Sony Music et UMG attaquent à nouveau Suno. Les labels estiment que la v6 réutilise indirectement des titres non autorisés, malgré ses accords récents.
En bref
- Sony Music et UMG visent la v6
- Les labels contestent son entraînement indirect
- Le risque financier grimpe très haut
Le plus frappant, c’est le timing. Suno venait justement de mettre en avant une génération v6 présentée comme plus propre sur le plan des licences. Et c’est cette version, pas les anciennes, qui replace l’entreprise au centre d’une nouvelle offensive judiciaire.
Une v6 censée rassurer, mais qui rouvre le dossier
Sony Music Entertainment et Universal Music Group reprochent à Suno de violer encore leur copyright avec ses modèles v6. Le contraste est net, parce que cette gamme est la première lancée depuis la signature d’accords avec Warner Music Group et BMG.
Autrement dit, Suno avançait l’idée d’un tournant plus acceptable pour l’industrie. Mais les deux majors ne lisent pas du tout l’histoire comme ça.
Le point sensible, ce sont les interactions des utilisateurs
Au cœur de la plainte, il y a une formulation publique de Suno. L’entreprise a reconnu que la v6 avait été entraînée avec du contenu sous licence, mais aussi avec les interactions de ses utilisateurs. Pour Sony Music Entertainment et Universal Music Group, cela renverrait en pratique aux sorties produites par les anciens modèles, ainsi qu’aux signaux de préférence tirés de ces sorties.
Et c’est là que tout se joue. Les labels considèrent que ces anciens modèles reposaient eux-mêmes sur des enregistrements copiés sans autorisation. Donc, même si la v6 utilise des morceaux licenciés, elle pourrait conserver un héritage technique issu d’un matériau initialement non autorisé. Le raisonnement est agressif, mais il est cohérent sur le plan juridique.
Jusqu’à 8,3 milliards d’euros en jeu
Selon cette lecture, Suno pourrait avoir enfreint les droits liés à au moins 60 202 enregistrements sonores. L’exposition maximale grimpe alors à environ 8,3 milliards d’euros (9 milliards de dollars) au titre du droit d’auteur américain.
Ce n’est pas tout. Music Business Worldwide rapporte aussi une demande pouvant aller jusqu’à environ 2 300 euros (2 500 dollars) pour chaque contournement présumé des protections anti-téléchargement de YouTube lors du scraping de morceaux. Résultat, la pression judiciaire change d’échelle.
Un contentieux qui s’appuie aussi sur l’ancien Suno
Suno rejette ces accusations et soutient qu’elles sont erronées sur les faits comme en droit. L’entreprise rappelle que la v6 a été entraînée avec des contenus sous licence provenant de ses partenaires, avec des créations et signaux de préférence issus de sa communauté, ainsi qu’avec l’expérience accumulée par son équipe.

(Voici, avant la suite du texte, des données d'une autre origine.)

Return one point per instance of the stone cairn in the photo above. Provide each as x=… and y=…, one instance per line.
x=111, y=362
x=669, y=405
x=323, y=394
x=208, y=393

Mais cette nouvelle plainte ne part pas de zéro. Elle prolonge le précédent dossier engagé par Sony Music Entertainment, Universal Music Group et Warner Music Group. S’y ajoute le piratage subi par Suno en juillet 2026, qui avait révélé le scraping de millions de chansons et de paroles depuis YouTube Music, Deezer et Genius pour entraîner les anciens modèles.
Entre-temps, Suno a cessé de prendre en charge ces anciens modèles au moment du lancement de la v6, développée avec WMG, BMG et Believe. Bon, cela pouvait ressembler à une tentative de normalisation. Si le juge retient la lecture des labels, ce virage ne suffira quand même pas.